Thanks for taking the lead on gaining understanding. Do you think you’ll be able to share someday?
Understanding the existing mechanisms (which do extend beyond just the database) will be helpful:
My proposal is that a visit should precede a revisit. No currently active person knows the early plans. Should you prefer to call that a revisit (by a new team), I think it’s still good not to “clean-sheet” code. Proposing an ideal design should be safe enough, but ripping everything out will set things way back. Incremental change starting from the current code should (if it can get us there) be a whole lot better.
Some items that are not strictly database transaction, but are possibly helped by commit at right time:
Remotevolume table State field gives clues on a backup restart of what was how far in the uploading. Mechanisms must exist for blocks that didn’t make it, or for that matter, made it then dblock vanished.
A vanished dblock gets fixed by code in purge-broken-files
by purging files existing before vanish.
Potentially similar mechanism could be applied to the temporary block files that are written in parallel.
Unlike the vanished dblock case, this loss is of a proto-dblock that probably won’t impact any old files.
There is a synthetic filelist mechanism that may run before backup to upload dlist if prior couldn’t do it.
This could happen due to an interrupt, and means to record files to the extent that the upload finished. Instead of running it at the start of the backup after interrupt, maybe do it at end after a fast stop effort.
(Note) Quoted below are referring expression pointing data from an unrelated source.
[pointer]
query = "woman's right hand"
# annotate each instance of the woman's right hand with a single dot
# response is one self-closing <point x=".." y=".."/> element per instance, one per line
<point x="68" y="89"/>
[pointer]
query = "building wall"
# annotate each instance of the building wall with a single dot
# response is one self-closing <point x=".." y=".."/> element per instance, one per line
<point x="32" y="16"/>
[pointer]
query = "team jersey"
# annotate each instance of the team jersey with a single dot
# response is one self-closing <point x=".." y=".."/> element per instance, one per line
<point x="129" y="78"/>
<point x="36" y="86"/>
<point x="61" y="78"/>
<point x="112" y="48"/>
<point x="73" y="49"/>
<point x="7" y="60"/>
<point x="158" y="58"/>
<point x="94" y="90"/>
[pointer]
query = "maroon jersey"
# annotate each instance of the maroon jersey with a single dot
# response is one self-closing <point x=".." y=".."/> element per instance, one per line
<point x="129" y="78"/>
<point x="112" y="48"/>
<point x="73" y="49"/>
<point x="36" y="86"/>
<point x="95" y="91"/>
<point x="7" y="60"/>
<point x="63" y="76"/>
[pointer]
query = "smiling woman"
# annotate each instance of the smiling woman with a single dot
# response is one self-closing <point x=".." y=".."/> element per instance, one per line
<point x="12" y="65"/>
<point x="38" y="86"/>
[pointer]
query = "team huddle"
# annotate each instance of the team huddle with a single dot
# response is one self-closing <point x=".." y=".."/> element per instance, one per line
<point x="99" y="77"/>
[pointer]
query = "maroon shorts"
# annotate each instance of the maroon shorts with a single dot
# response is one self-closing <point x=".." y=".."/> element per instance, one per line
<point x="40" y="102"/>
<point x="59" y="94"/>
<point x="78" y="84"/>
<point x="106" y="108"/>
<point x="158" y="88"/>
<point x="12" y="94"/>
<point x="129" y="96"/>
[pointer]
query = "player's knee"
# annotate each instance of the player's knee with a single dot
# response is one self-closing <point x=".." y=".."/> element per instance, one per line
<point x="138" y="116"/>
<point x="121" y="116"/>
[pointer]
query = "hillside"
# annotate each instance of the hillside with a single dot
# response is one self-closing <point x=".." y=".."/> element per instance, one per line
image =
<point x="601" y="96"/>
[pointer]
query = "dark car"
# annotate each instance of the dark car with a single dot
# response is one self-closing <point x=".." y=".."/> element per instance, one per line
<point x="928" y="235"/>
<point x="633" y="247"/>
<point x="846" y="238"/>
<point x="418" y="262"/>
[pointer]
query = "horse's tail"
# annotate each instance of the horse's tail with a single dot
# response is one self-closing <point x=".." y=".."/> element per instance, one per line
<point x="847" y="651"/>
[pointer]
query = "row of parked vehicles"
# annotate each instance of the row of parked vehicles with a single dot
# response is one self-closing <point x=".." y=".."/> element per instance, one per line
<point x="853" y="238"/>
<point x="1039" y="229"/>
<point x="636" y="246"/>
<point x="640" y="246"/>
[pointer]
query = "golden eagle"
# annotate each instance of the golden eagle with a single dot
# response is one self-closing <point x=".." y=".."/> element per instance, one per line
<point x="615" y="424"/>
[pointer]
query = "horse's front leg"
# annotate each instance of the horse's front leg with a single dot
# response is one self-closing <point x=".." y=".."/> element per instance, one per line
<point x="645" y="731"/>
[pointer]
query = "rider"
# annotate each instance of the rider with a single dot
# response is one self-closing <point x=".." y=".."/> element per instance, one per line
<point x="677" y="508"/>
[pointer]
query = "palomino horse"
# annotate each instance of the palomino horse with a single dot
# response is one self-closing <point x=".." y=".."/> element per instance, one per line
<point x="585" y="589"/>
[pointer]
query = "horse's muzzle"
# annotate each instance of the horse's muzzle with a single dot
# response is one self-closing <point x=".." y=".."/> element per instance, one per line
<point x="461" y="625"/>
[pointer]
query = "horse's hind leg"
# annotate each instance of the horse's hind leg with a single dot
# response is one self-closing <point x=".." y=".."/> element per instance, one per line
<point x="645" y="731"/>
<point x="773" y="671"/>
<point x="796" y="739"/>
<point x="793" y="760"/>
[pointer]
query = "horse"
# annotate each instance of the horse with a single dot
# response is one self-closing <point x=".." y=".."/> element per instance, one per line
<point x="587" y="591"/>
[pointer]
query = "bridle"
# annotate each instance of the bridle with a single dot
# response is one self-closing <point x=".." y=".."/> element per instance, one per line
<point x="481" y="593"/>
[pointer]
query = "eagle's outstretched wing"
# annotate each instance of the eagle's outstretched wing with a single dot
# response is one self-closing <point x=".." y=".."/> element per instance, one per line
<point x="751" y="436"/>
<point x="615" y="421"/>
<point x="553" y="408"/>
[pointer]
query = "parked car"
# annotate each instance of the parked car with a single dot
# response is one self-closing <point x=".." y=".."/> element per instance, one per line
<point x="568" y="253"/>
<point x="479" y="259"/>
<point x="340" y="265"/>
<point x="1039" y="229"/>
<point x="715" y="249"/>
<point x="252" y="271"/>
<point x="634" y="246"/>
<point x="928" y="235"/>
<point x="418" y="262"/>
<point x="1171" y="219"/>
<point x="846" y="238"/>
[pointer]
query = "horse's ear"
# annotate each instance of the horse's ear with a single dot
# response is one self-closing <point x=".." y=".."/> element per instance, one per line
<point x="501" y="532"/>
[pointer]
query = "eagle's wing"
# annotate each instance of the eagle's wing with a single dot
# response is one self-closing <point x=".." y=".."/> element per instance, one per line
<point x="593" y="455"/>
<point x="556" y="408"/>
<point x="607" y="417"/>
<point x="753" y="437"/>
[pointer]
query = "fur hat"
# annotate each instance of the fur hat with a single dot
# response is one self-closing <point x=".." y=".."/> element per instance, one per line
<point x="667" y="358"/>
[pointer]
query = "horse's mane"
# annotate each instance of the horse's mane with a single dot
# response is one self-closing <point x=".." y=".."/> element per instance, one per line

Reliable cleanup from a crash or interrupt is needed anyway. Should a stop now go down super-hard?
How far off is it currently from stopping all backup progress and doing what the synthetic filelist will do? That’s probably the minimum possible time for a clean stop, e.g. destination is consistent, with its dlist.
There are some similarities between SpillCollector which runs when proto-dblock parallel work is done, and Compact. They both take partially filled block files and emit filled ones, and maybe some leftovers.
To make the whole analysis less of an overwhelming large chunk, one can actually still request doing a synchronous upload, allowing focus on file preparation. That can then be de-parallelized using options. Looking at logs from a simplified version may be one way to start. Do we log commit? If not, add those.
Can you continue developing an understanding of the current plan and produce a short writeup of that? There have been several attempts made at describing the processing. Add in the database processing.
You might have thoughts about right-sizing of queries, EXPLAIN QUERY PLAN
(don’t scan), and so on…
There’s also the new PRAGMA adder to play with. That was well-received by one database-savvy user.
I’m not sure who’s going to actually go explore though, but then the explorer can share what they found.
This same user has a great site for hitting transaction problems too. I wish they’d work with us on those.
Database and destination internals testing reply to you would probably do a lot to support their situation.
Want some testing scripts to go break Duplicati, and you can study and fix, and go break it some more?
Or look at some existing backup corruption that has good steps to reproduce. There are several around.
There’a an abundance of places to help IMO. If you care to, describe what you’re good at, and what not. Above suggestions were sort of DB flavored but need some C# reading ability too. What about Python?